If you browse through the Postgres source code, you'll see the PG_TRY / PG_CATCH / PG_FINALLY macros used as a form of "exception handling" in C, catching errors raised by the ereport family of functions. These macros make use of long jumps (i.e. jumps across function boundaries) to the "catch/finally" destination. This means we need to be careful when calling Postgres functions from Zig. For example, if the called C function raises an ereport error, the long jump might skip the Zig code that would have cleaned up resources (e.g. errdefer).

pgzx offers an alternative Zig implementation for the PG_TRY family of macros. You can see it at work in the executorCheckPermsHook function:

    var errctx = pgzx.err.Context.init();
    defer errctx.deinit();
    if (errctx.pg_try()) {
        // zig code that calls several Postgres C functions.
    } else {
        return errctx.errorValue();
    }

The above code pattern makes sure that we catch any errors raised by Postgres functions and return them as Zig errors. For more details, see the comments in pgzx/err.zig.

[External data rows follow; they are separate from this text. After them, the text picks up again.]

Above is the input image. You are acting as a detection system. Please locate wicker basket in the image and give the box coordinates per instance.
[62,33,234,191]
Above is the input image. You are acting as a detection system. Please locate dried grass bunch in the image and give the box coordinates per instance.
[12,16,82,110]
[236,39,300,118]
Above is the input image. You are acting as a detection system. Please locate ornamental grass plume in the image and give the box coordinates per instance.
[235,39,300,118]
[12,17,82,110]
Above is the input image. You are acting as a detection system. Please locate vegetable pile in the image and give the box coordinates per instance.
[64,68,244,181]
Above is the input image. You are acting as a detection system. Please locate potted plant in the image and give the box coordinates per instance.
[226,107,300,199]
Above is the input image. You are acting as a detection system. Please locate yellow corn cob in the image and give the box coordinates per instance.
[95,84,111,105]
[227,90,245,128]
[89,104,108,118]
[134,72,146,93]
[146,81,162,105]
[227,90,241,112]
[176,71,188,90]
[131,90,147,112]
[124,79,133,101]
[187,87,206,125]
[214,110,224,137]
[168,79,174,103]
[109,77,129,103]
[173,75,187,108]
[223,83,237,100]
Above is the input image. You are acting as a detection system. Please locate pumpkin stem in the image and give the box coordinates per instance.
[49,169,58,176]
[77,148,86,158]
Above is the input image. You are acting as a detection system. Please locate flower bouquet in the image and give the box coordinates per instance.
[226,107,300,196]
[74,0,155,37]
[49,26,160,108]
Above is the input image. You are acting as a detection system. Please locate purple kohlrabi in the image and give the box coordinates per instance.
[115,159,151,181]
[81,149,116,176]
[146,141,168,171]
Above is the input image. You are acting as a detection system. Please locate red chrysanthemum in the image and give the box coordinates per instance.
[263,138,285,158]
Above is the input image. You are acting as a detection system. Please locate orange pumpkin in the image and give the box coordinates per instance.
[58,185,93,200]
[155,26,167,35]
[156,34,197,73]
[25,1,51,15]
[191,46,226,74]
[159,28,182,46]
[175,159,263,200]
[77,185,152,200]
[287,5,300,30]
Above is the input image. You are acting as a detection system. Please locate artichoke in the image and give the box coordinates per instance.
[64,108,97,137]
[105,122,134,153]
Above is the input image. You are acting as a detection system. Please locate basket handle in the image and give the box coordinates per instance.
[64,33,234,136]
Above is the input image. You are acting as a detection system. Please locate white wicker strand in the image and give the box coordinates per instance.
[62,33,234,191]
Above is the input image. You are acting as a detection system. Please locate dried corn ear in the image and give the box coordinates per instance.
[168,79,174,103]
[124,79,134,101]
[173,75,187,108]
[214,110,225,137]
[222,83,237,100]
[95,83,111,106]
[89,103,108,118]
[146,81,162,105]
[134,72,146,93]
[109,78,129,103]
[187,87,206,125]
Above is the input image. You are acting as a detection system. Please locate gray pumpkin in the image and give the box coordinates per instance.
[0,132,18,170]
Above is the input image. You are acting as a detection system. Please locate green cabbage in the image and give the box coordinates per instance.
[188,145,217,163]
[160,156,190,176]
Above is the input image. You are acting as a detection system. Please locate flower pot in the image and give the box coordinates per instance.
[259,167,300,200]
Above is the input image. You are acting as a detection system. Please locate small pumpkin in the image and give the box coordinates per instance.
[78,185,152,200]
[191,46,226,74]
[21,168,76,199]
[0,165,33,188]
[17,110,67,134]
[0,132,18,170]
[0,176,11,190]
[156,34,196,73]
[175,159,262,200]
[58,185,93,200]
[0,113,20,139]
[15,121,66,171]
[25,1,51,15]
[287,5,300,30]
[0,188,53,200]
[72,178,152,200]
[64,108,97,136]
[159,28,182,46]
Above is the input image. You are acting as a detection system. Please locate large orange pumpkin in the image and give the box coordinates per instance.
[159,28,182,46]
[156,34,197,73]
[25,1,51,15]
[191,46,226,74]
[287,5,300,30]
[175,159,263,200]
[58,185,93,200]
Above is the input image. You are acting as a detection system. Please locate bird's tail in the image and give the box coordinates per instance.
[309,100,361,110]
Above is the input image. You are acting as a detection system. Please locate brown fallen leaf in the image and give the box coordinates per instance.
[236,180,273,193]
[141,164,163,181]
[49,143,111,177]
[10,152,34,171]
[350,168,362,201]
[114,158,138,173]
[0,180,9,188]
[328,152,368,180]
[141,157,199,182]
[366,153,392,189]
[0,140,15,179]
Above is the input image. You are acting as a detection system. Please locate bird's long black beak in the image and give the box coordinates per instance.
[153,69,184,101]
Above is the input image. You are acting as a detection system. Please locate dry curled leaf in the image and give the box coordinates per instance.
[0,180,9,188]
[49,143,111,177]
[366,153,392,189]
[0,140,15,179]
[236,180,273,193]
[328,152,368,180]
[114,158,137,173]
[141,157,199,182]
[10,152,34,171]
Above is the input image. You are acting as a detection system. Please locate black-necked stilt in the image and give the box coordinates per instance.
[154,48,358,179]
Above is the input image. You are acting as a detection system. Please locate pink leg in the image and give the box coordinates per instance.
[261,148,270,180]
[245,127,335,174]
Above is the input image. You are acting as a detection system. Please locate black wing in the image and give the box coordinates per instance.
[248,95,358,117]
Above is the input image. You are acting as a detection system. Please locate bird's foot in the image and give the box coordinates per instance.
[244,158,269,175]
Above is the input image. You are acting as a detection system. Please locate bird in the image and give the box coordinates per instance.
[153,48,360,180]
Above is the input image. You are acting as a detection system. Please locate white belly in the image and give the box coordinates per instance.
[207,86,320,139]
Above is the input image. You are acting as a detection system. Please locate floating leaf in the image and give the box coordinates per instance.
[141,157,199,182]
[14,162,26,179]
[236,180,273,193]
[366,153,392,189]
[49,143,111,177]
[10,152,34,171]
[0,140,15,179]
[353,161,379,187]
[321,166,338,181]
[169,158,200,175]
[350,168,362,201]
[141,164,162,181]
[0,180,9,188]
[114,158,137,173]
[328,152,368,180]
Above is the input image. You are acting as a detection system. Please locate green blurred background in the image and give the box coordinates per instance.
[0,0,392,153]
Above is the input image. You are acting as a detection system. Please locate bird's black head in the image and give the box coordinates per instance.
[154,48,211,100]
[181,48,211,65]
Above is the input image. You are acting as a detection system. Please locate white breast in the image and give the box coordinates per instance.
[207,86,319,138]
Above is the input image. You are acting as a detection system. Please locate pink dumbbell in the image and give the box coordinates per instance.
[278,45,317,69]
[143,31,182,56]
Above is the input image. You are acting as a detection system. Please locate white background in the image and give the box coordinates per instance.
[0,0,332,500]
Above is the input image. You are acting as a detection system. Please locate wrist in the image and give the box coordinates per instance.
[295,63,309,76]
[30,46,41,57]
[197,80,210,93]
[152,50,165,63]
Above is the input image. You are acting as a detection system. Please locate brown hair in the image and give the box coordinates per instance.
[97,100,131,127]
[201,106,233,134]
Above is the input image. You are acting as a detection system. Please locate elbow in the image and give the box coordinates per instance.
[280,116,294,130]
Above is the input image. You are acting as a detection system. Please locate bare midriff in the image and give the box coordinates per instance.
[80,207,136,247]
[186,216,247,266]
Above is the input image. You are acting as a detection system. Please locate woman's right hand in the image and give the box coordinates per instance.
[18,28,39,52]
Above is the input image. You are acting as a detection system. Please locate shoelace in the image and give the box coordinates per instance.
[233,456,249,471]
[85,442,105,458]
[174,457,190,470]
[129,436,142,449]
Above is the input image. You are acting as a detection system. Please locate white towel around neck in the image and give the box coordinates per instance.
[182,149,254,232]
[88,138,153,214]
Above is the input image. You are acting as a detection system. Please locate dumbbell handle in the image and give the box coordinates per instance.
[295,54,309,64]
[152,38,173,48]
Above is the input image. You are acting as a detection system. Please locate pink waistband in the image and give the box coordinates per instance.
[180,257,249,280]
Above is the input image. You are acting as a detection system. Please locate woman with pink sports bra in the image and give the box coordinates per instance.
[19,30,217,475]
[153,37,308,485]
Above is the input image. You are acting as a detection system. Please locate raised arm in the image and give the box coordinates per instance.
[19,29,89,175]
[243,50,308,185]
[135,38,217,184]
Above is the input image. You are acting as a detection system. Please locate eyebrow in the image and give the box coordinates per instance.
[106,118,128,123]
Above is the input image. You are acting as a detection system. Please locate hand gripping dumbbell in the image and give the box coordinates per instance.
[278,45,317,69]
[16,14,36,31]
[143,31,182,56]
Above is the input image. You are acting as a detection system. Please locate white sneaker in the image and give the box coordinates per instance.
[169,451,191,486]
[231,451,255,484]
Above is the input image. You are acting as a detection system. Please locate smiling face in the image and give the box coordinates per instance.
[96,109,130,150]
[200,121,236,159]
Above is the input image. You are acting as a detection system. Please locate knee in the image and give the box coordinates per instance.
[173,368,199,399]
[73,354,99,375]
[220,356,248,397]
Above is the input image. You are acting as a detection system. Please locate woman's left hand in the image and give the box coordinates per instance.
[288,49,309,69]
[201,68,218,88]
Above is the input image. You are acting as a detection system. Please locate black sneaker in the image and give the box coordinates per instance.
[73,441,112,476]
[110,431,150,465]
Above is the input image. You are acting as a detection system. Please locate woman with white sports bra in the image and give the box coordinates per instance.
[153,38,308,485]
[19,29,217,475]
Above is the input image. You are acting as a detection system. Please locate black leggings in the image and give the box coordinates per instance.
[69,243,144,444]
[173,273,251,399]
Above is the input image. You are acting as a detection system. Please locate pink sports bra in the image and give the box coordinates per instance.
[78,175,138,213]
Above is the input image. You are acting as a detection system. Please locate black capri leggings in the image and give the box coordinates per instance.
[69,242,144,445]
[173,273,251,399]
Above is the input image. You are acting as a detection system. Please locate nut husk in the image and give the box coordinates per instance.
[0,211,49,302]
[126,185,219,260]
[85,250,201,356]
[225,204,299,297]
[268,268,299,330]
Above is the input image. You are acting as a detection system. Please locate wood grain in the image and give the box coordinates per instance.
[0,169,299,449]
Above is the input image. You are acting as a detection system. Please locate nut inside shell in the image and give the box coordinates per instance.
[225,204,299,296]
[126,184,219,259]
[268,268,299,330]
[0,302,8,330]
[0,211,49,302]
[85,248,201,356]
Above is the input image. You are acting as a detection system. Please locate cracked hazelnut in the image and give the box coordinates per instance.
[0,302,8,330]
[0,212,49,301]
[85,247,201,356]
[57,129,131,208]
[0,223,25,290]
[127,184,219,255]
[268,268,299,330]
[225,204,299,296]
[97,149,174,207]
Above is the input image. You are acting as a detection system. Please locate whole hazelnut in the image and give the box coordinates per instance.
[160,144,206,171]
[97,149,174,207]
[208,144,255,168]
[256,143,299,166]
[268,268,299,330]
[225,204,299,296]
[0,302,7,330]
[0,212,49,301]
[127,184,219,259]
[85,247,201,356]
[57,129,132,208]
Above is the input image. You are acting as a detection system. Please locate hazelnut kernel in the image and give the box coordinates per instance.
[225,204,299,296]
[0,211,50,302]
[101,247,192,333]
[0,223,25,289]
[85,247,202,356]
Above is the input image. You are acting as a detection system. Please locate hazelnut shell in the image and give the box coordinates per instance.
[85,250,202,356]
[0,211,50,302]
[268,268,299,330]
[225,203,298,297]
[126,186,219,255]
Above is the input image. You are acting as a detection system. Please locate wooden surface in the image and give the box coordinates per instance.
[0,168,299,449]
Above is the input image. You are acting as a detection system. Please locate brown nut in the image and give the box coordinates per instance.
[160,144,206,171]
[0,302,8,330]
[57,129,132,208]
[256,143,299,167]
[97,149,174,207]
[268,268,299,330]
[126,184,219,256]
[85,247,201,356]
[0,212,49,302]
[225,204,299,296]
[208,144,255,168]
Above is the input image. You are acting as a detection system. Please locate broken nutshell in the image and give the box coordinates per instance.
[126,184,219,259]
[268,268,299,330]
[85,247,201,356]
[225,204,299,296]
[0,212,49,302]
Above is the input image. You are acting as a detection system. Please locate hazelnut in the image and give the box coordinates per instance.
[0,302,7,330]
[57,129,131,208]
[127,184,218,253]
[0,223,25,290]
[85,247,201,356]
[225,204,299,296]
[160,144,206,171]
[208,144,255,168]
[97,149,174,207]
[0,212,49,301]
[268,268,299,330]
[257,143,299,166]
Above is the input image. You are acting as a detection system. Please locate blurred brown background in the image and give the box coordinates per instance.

While the Postgres ereport function throws an exception, in Zig-land you'd typically return errors, rather than raise exceptions. For this reason, the pgzx's pgzx.elog.Error() function creates an error report, but also catches the error and returns a PGErrorStack error instead. You can see it used in the getAuditList() function:

    global_memctx = pgzx.mem.createAllocSetContext("pgaudit_zig_context_global", .{ .parent = pg.TopMemoryContext }) catch |err| {
        return pgzx.elog.Error(@src(), "pgaudit_zig: failed to create memory context: {}\n", .{err});
    };

Walking lists

The executorCheckPermsHook function receives the list of tables (rangeTable) as a Postgres *List. The Postgres List type is somewhat similar with the Zig's standard library ArrayList. With pgzx you can get an iterator for the list and iterate it using a capture like this:

    var it = pgzx.PointerListOf(pg.RangeTblEntry).init(rangeTables).iterator();
    while (it.next()) |rte| {
        ...
    }